Luego, la Cuarta Sala de Derecho Constitucional y Social Transitoria de la Corte Suprema de Justicia (4SDCST) en la Casación 29553-2024-Loreto, por mayoría, se ha apartado del criterio jurisprudencial detallado anteriormente, al disponer el pago de la indemnización legal por despido arbitrario a favor de un trabajador que fue cesado por pérdida de confianza. La Sala sostuvo que el cese por retiro de confianza constituye un despido arbitrario que debe indemnizarse.
En un reciente pronunciamiento, recaído en la Casación No. 66252-2024-Lima, la mencionada Sala ha señalado que la existencia de un cargo de confianza no constituye una habilitación para desconocer la protección reforzada que el ordenamiento constitucional reconoce a la maternidad. La Sala confirma que el empleador cuenta con la facultad de retirar la confianza respecto de determinados trabajadores, pero señala que dicha potestad encuentra un límite infranqueable en el respeto de los derechos fundamentales de la trabajadora, no pudiendo ser utilizada como mecanismo para encubrir decisiones extintivas sustentadas en motivos discriminatorios.
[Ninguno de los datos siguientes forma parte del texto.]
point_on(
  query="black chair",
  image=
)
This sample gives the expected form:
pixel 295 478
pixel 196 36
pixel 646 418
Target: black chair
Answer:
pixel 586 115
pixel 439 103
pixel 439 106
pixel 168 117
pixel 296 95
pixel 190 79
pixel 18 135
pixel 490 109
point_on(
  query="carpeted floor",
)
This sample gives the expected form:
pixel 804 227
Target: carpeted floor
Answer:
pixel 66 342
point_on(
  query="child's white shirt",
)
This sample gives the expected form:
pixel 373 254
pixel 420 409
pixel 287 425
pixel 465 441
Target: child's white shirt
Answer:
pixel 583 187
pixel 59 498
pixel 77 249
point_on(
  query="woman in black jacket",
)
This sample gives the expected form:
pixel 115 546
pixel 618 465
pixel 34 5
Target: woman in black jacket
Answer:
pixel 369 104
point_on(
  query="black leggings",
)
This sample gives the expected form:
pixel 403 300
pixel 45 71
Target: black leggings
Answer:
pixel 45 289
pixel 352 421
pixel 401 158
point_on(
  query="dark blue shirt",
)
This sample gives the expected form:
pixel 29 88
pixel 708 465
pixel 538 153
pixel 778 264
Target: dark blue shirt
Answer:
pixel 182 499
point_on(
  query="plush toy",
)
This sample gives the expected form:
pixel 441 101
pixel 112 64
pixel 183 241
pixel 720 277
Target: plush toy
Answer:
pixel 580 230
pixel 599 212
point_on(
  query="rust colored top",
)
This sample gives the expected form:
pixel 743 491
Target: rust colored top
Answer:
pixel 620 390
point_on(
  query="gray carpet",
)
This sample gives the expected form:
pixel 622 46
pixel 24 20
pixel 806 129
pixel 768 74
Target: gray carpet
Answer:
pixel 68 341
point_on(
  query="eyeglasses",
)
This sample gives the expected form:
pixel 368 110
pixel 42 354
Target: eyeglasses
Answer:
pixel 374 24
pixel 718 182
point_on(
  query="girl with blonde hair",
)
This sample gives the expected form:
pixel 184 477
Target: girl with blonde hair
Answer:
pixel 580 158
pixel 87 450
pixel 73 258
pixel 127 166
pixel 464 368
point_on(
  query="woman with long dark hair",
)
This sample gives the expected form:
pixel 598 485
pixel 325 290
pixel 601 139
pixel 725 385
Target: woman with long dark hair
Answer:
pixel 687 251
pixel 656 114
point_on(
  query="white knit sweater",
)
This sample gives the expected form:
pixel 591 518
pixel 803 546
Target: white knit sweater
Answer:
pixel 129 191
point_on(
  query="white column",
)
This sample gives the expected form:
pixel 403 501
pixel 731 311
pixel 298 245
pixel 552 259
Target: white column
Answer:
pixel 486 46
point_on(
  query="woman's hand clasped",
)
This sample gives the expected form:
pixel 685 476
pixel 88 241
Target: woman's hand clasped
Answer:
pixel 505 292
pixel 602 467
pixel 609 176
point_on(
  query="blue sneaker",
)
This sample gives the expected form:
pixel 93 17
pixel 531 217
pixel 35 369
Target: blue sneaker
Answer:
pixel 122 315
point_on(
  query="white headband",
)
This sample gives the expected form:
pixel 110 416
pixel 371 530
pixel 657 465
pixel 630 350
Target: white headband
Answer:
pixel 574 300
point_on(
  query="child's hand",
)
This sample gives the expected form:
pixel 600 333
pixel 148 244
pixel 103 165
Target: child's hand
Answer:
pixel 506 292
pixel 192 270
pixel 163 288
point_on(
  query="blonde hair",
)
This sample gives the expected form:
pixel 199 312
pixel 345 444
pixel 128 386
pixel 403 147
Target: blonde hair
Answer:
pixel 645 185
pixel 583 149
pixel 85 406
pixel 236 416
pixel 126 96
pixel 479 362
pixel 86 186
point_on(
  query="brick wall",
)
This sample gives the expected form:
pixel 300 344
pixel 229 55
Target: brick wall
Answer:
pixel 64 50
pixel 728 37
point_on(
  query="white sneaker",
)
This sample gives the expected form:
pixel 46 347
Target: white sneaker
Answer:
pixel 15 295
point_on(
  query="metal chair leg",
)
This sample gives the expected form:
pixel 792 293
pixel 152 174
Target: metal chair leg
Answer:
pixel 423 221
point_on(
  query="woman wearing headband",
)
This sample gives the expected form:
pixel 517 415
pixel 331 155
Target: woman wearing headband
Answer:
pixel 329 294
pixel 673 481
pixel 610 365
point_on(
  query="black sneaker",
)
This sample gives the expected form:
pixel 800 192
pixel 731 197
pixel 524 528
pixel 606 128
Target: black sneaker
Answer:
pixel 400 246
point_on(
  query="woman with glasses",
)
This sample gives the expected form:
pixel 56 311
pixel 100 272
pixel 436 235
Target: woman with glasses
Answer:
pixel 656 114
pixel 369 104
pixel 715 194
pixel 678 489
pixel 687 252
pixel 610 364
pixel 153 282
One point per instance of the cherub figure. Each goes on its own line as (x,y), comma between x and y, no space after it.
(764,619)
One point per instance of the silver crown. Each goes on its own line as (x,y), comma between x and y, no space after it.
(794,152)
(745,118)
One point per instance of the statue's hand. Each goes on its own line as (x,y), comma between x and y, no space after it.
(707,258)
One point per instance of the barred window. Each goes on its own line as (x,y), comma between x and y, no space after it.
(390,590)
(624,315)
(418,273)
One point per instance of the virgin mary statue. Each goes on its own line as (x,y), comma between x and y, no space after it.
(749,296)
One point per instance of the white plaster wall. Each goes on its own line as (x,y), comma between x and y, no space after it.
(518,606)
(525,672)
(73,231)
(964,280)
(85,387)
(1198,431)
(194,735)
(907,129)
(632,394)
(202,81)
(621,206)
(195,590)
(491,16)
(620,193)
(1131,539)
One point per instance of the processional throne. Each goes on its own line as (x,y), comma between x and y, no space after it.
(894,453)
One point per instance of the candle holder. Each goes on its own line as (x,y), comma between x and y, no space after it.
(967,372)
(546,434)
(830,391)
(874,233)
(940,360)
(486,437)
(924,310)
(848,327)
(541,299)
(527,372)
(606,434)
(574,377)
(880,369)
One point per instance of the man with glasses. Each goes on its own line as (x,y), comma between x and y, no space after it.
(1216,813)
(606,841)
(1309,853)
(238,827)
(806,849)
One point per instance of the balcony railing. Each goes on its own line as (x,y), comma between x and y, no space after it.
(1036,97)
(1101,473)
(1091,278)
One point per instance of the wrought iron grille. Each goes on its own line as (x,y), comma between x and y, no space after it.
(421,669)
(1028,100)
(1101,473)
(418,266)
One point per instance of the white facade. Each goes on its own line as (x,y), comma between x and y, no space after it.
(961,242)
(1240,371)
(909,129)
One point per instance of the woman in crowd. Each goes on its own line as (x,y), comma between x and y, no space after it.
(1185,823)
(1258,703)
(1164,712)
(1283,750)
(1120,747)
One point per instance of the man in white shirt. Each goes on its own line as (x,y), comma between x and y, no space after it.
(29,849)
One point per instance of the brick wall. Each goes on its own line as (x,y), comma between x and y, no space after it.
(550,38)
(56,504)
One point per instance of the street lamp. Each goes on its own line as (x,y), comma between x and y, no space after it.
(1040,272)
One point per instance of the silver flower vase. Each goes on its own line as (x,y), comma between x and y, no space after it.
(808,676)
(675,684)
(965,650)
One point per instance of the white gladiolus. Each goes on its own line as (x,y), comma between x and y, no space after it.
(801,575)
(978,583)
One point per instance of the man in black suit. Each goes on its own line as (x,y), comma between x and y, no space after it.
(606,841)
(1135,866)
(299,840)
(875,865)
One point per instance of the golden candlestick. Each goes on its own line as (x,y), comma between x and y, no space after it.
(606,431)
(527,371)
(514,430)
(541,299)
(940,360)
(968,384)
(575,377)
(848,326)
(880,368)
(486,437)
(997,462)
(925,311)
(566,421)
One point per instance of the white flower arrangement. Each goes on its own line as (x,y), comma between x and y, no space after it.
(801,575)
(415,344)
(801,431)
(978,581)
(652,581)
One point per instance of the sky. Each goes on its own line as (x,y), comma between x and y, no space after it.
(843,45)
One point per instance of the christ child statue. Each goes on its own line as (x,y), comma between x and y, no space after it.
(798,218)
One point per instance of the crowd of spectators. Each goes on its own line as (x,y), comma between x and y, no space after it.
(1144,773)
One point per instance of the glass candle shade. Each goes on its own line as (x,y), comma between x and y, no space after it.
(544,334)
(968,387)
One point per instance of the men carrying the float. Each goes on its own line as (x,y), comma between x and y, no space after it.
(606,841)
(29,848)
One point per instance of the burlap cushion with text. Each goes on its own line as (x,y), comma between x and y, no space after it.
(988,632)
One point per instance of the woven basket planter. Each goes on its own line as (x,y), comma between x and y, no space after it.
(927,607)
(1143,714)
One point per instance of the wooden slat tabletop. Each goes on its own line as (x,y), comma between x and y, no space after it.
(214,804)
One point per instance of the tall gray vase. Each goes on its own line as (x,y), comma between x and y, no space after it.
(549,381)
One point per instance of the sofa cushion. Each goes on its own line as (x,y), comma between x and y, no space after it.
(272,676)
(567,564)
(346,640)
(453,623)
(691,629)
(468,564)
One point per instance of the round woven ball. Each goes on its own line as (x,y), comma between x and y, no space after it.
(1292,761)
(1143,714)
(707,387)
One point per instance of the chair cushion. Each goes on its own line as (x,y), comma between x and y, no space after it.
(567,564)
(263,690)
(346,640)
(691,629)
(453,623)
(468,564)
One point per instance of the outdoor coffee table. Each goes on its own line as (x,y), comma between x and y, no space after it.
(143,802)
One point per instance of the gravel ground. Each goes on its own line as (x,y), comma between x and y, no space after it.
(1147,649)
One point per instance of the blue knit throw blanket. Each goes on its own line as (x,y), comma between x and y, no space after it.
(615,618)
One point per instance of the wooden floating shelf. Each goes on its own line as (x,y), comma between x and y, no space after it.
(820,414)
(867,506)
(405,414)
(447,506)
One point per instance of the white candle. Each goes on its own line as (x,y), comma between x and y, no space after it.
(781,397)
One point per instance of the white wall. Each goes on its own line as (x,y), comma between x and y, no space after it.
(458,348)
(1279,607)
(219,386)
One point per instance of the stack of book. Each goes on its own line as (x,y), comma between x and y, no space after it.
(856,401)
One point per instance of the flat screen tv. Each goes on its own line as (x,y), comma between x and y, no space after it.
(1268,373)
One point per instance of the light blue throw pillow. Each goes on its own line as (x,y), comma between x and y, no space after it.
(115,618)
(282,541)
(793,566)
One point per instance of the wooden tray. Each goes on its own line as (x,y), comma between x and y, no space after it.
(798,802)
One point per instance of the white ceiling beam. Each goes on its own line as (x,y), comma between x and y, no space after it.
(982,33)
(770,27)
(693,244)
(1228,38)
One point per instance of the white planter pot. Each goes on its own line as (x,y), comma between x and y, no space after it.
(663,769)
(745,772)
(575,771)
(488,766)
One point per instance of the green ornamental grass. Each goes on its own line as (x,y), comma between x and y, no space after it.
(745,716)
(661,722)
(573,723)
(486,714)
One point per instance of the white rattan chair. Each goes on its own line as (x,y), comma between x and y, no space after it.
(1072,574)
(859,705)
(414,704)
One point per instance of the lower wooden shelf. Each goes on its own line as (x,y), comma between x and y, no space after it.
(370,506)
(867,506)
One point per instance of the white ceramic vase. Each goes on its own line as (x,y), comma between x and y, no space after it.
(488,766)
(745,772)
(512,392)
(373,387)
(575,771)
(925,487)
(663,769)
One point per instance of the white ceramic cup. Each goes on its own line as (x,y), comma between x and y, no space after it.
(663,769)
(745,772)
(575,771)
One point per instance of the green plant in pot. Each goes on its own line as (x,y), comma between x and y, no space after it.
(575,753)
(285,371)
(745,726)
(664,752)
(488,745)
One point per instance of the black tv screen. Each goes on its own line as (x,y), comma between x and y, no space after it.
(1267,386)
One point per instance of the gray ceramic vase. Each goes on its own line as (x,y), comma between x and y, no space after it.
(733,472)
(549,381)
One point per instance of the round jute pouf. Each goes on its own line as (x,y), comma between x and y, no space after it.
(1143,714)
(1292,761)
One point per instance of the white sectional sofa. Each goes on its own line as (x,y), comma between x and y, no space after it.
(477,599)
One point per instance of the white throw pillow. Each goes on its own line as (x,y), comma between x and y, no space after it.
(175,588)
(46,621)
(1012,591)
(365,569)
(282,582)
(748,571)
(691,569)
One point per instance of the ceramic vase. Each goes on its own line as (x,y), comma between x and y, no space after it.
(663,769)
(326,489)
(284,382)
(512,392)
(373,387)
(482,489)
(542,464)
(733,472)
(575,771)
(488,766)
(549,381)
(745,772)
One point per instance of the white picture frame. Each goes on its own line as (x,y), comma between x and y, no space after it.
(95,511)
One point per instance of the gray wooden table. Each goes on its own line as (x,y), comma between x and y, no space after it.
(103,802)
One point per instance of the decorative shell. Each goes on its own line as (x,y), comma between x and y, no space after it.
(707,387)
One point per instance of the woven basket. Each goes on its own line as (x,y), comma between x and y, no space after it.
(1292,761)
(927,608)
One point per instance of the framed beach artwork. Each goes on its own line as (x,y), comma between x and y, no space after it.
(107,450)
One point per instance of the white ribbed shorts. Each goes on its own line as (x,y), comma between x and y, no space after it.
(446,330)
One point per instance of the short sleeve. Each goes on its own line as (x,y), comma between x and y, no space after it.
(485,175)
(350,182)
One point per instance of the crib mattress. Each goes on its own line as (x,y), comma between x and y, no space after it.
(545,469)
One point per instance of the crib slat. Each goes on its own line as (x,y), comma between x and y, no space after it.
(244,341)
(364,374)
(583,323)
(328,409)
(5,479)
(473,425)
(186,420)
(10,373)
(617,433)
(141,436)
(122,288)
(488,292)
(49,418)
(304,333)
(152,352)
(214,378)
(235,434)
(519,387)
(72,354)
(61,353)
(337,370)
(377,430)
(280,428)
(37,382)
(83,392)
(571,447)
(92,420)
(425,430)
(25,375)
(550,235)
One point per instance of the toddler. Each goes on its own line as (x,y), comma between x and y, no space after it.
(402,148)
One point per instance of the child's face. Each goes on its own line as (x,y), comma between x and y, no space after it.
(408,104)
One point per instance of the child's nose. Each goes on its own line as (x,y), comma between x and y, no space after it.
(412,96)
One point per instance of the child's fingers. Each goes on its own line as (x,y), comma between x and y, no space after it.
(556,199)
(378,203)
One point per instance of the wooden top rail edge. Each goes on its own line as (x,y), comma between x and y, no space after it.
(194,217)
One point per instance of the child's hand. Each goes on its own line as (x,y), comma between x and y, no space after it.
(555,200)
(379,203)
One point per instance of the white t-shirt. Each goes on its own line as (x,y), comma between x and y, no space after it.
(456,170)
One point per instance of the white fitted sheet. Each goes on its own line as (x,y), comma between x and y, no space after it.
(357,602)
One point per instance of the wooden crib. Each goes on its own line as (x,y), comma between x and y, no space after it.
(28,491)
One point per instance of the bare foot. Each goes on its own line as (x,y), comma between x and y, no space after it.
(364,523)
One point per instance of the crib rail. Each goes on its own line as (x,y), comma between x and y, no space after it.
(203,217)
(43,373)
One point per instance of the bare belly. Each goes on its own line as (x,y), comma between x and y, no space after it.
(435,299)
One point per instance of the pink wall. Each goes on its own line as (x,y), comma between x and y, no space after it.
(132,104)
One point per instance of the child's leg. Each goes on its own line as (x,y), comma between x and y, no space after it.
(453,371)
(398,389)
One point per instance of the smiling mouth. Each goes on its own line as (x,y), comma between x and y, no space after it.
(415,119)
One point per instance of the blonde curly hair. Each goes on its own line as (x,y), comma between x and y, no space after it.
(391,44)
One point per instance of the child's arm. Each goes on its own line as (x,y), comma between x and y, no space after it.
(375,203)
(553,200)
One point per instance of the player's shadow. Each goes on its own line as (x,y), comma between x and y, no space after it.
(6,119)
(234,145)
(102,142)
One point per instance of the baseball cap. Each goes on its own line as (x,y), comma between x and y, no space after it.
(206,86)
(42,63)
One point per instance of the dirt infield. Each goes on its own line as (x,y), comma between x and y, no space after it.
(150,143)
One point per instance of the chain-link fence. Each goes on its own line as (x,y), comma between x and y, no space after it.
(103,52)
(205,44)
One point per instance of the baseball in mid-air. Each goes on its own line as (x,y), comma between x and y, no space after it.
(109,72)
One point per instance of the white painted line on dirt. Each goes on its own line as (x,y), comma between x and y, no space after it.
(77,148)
Lo particular del caso en mención consiste en que debido a que la demandante ocupó un puesto que no calificaba como de confianza antes de su cese, la Sala ordena que su reposición se efectúe a dicho puesto ordinario pues “(…) la tutela restitutoria derivada del despido nulo no puede traducirse en la imposición coactiva de una relación de confianza que, por su propia naturaleza, exige la subsistencia de un elemento subjetivo de especial cercanía entre empleador y trabajador (…)”.
En otras palabras, en este pronunciamiento aun se recoge la prerrogativa del empleador de cesar personal por pérdida de confianza, pero se limita dicha modalidad tratándose de una trabajadora gestante, asimilándose la medida a un despido nulo. ¿Hubiese la Sala resuelto de la misma manera si la trabajadora ocupaba el cargo de confianza desde el inicio de sus labores? Parece que sí, aunque nos queda la duda. La sentencia no tiene la condición de vinculante, pero es conveniente tenerla en cuenta.